Her heart hammered against her chest at hearing the same name her mother had spoken the night she’d picked Olivia up from that hospital in Duluth. She hadn’t uttered it since, and wouldn’t talk of it now, even when Olivia had pressed her for answers. Her mother claimed she didn’t know anything. The only thing she could tell her was that Liam was an “old boyfriend” from several years ago. Minutes before she was to walk down the aisle and marry Mitch, he’d snuck into the church and abducted her. Kim didn’t know anything beyond that, other than there had been an accident. She’d been in a coma for days before Liam had called her mother and father to come and get her. By the time Olivia had awoken, he was gone, and so was her memory.

“There were rumors…that he loved you. That he…” Tate cleared his throat, seeming uncomfortable to continue. Casting his gaze to the ground he murmured, “That he…crossed boundaries of an intimate nature with you.”

Oh Lord…had he? Did they? She couldn’t remember.

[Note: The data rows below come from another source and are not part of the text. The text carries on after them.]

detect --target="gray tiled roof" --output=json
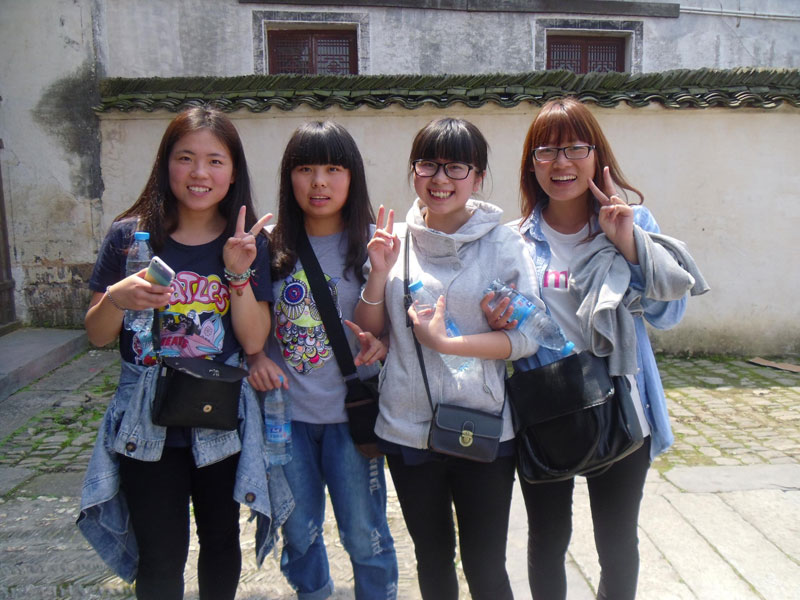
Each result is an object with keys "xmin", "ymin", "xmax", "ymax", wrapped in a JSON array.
[{"xmin": 95, "ymin": 68, "xmax": 800, "ymax": 112}]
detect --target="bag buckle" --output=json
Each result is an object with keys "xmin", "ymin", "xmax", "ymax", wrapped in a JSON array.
[{"xmin": 458, "ymin": 421, "xmax": 475, "ymax": 448}]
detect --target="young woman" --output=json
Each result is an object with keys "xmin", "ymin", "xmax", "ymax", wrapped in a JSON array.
[
  {"xmin": 356, "ymin": 119, "xmax": 538, "ymax": 600},
  {"xmin": 78, "ymin": 108, "xmax": 291, "ymax": 600},
  {"xmin": 494, "ymin": 98, "xmax": 708, "ymax": 600},
  {"xmin": 248, "ymin": 121, "xmax": 397, "ymax": 600}
]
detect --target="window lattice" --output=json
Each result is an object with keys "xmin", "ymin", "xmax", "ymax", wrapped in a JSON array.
[
  {"xmin": 267, "ymin": 30, "xmax": 358, "ymax": 75},
  {"xmin": 547, "ymin": 36, "xmax": 625, "ymax": 73}
]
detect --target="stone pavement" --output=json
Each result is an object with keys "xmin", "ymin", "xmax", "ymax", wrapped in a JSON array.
[{"xmin": 0, "ymin": 350, "xmax": 800, "ymax": 600}]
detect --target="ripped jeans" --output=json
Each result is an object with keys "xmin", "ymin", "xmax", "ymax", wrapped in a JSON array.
[{"xmin": 281, "ymin": 421, "xmax": 397, "ymax": 600}]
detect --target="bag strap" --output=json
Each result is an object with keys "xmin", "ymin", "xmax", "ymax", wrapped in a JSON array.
[
  {"xmin": 403, "ymin": 232, "xmax": 434, "ymax": 414},
  {"xmin": 297, "ymin": 227, "xmax": 358, "ymax": 384}
]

“I should say, in his defense, that these allegations were never proven in court. But ultimately, he lost his guardianship of you because he violated Universal Law. Even though his bond to you has been severed, and he can no longer feel your emotions, I believe your connection to him remains. Although you can no longer remember him, I think you’re still in love with him, Olivia. And as long as you are, I cannot bond to you. Without that bond, I can’t sense you. I cannot tell when you’re in danger so I can’t keep you safe.”

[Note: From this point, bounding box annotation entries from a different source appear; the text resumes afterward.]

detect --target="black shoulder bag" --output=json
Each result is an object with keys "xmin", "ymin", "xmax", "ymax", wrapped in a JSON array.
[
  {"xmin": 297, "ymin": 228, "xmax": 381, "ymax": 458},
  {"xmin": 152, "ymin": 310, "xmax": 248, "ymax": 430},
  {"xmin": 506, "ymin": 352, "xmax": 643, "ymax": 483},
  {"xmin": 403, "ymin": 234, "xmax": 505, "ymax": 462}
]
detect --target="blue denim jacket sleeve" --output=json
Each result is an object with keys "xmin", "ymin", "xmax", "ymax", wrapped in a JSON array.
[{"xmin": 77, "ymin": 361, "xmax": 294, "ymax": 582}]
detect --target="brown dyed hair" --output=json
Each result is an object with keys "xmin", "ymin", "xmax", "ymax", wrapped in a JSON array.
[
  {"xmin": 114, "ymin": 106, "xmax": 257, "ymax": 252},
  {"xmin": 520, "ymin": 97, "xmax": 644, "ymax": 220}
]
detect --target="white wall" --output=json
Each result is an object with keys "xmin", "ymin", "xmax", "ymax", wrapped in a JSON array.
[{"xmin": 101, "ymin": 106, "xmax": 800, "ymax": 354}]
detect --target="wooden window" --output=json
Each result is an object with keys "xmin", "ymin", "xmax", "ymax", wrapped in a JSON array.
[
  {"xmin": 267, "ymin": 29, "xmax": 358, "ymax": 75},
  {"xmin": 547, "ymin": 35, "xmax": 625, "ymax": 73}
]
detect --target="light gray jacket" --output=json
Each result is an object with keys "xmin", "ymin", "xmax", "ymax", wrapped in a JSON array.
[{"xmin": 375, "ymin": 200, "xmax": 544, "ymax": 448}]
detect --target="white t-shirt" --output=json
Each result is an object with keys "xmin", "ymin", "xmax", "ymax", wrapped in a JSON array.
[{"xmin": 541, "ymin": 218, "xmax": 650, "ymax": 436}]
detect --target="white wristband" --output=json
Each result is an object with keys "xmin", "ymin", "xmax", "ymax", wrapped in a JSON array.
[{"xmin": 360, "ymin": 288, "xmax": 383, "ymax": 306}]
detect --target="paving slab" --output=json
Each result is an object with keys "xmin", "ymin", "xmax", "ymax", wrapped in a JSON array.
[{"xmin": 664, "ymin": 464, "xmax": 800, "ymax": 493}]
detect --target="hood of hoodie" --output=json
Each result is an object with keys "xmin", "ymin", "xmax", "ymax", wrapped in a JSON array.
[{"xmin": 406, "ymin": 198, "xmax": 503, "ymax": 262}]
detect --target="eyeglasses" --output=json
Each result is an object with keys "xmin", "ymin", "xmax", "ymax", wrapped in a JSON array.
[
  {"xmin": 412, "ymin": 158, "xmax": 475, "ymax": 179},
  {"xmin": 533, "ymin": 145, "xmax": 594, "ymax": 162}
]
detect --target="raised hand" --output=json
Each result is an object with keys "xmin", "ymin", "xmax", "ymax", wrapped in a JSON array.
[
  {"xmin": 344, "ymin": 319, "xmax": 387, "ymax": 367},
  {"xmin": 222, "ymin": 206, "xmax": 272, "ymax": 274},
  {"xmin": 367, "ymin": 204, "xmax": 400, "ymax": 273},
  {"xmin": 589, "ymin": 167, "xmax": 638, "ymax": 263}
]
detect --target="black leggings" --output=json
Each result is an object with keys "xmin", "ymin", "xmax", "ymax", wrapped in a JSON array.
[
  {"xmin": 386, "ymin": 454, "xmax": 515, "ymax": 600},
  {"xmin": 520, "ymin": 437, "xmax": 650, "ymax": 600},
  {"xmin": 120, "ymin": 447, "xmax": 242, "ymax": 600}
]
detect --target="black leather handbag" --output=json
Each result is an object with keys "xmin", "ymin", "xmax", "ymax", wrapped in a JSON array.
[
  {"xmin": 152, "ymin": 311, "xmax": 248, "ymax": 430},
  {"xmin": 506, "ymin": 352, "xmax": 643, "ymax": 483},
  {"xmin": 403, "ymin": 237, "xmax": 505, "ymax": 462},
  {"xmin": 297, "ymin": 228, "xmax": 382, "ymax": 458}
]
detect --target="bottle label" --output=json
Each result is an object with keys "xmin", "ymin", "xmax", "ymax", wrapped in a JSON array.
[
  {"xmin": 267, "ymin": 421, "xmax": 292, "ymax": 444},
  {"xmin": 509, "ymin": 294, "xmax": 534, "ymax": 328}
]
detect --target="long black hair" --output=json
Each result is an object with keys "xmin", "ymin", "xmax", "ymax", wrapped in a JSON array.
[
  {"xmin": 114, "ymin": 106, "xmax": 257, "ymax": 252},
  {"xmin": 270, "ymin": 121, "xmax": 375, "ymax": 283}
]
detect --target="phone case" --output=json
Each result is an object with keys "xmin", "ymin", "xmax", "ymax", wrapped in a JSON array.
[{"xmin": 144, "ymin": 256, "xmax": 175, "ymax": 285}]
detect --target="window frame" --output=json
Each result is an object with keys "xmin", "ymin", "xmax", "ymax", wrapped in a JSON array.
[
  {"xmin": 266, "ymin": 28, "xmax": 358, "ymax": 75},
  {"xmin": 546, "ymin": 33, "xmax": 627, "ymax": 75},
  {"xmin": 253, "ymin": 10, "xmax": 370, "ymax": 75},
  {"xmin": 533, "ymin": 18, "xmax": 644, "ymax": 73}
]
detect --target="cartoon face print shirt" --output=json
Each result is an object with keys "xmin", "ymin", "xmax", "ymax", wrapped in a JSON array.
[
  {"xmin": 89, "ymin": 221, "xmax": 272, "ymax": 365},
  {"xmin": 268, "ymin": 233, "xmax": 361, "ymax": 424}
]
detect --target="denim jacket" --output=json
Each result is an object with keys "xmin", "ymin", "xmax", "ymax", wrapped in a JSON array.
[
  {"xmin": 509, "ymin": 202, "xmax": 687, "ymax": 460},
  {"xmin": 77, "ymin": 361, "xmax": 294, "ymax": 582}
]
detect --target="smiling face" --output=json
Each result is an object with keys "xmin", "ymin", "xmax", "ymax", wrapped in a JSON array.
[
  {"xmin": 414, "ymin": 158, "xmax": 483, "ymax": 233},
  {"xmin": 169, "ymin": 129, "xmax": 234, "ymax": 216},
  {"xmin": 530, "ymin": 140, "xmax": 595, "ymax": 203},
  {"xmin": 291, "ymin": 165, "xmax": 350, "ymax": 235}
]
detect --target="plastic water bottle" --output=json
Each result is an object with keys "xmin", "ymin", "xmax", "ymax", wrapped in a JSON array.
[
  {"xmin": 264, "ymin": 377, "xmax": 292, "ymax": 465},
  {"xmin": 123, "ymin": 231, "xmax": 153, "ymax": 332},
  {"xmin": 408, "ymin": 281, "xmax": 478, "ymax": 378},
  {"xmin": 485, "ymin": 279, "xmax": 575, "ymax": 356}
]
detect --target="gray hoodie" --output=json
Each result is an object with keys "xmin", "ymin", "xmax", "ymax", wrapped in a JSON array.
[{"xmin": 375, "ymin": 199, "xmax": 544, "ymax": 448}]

Tate’s hands left her ankle to grasp one of hers—pleadingly. Were someone to see them across the street, one might think he was proposing to her. His grip was strong, surprisingly gentle. It seemed crazy, but she’d swear she felt his energy coursing through her veins as he looked up at her, imploring, “Olivia, you have to let him go. If you don’t, I can’t protect you and you will surely die.”

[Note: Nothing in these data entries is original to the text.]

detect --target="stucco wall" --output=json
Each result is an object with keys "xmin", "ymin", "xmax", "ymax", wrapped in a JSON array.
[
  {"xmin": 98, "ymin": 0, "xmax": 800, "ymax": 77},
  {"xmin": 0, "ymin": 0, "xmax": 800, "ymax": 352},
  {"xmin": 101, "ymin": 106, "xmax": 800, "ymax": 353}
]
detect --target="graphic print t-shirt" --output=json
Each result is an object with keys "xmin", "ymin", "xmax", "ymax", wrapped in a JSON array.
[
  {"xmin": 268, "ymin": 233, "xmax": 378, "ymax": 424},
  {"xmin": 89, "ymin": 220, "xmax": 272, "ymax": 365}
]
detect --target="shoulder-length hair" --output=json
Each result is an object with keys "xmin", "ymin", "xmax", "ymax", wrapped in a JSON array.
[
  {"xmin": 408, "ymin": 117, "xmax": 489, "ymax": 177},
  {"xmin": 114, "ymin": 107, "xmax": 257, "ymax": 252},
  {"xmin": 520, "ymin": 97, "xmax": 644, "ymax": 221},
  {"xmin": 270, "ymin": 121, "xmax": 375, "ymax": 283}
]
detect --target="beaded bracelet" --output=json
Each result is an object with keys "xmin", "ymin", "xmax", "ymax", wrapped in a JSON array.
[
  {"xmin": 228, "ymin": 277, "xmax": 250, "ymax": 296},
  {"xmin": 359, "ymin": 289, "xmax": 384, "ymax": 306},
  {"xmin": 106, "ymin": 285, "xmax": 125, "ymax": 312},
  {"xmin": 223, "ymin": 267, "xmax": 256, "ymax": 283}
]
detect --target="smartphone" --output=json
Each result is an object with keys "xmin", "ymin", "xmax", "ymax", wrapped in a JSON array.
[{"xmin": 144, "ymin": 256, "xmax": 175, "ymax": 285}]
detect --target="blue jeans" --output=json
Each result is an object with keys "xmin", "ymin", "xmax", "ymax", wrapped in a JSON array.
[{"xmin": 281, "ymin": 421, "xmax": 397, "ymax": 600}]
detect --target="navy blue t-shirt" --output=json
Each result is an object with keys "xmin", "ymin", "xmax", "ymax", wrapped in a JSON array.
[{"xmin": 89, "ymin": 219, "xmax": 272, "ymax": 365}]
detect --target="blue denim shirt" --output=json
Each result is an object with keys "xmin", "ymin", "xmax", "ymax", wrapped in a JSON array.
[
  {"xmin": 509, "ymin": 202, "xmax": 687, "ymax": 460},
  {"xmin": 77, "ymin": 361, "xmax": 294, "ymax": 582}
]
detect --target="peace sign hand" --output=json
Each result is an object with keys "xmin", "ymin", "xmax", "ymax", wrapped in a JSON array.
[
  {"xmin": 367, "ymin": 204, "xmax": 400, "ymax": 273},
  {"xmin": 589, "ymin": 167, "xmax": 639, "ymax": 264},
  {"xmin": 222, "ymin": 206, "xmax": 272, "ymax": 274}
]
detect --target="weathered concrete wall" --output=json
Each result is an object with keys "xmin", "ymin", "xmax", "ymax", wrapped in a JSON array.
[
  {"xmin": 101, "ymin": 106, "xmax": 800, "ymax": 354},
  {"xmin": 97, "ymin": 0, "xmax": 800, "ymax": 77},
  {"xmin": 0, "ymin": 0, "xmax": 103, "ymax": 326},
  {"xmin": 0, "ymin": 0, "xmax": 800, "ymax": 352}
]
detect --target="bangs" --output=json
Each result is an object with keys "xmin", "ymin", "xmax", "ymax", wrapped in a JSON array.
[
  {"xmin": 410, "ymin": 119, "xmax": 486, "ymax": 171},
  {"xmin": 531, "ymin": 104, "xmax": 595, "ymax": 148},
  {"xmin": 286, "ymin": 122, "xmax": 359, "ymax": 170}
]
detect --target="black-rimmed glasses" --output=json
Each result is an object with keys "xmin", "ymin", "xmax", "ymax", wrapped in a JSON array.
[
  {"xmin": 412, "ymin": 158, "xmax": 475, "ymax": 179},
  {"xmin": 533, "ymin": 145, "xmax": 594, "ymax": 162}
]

“This is crazy. How can you expect me to stop loving someone I can’t even remember? And what exactly does that mean? Violating Universal Law?” Her mind was reeling, trying to absorb the information he’d just dumped on her. She was still stuck back in the conversation where her guardian was in love with her. And she loved him, too? Really? Was that why her heart ached so? Why she felt like a part of her was missing?

“Universal Law demands that at all costs, a human’s free will must be honored—even unto death. You don’t have amnesia, Olivia. Liam stole your memory—”

“There you are, dear,” an aged voice called from the stairs.

She swung her head to look over her shoulder. A security officer was escorting the hobbling old woman toward Olivia. The warm hands that held hers disappeared, and when she glanced back, Tate was gone.

 

Chapter Two

 

“‘Tis for your own good they keep you here, Liam.”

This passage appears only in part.